I’ve spent much of my career telling parents that their job, ultimately, is to make themselves less necessary to their kids—that growing up is supposed to look like this: children pulling away, needing you differently, building lives that don’t require your constant presence. It’s sound advice. I’ve given it for 30 years. I’m still learning how to take it.
Now I get into bed before 10 p.m. most nights. The house is quiet. Our dog leaps up beside me, which I’m grateful for. I pick up a book and read and feel something I can’t quite name. Grief, maybe. But mostly a spaciousness where the noise used to be.

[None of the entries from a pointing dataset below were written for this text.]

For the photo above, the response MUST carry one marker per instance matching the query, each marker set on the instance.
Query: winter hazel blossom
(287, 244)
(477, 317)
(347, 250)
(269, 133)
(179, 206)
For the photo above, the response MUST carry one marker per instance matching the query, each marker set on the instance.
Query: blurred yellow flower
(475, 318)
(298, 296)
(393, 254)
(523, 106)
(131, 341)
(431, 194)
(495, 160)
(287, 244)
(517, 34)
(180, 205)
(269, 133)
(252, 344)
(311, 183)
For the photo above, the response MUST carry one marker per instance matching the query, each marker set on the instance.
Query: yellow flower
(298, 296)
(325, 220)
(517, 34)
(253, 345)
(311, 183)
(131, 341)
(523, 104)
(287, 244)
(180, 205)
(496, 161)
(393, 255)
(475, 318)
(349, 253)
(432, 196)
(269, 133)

I don’t think I’d change a thing about the way things were—not the sleep I lost, not the half-hour reprieves that never lasted. Actually, I would change this: I would have known, while it was happening, what I was in the middle of. I would have known that every time I typed Too loud I was also saying Don’t go anywhere yet. But for most parents, that’s probably not how any of this works. You don’t know you’re in the good years until you’re standing in the quiet they left behind.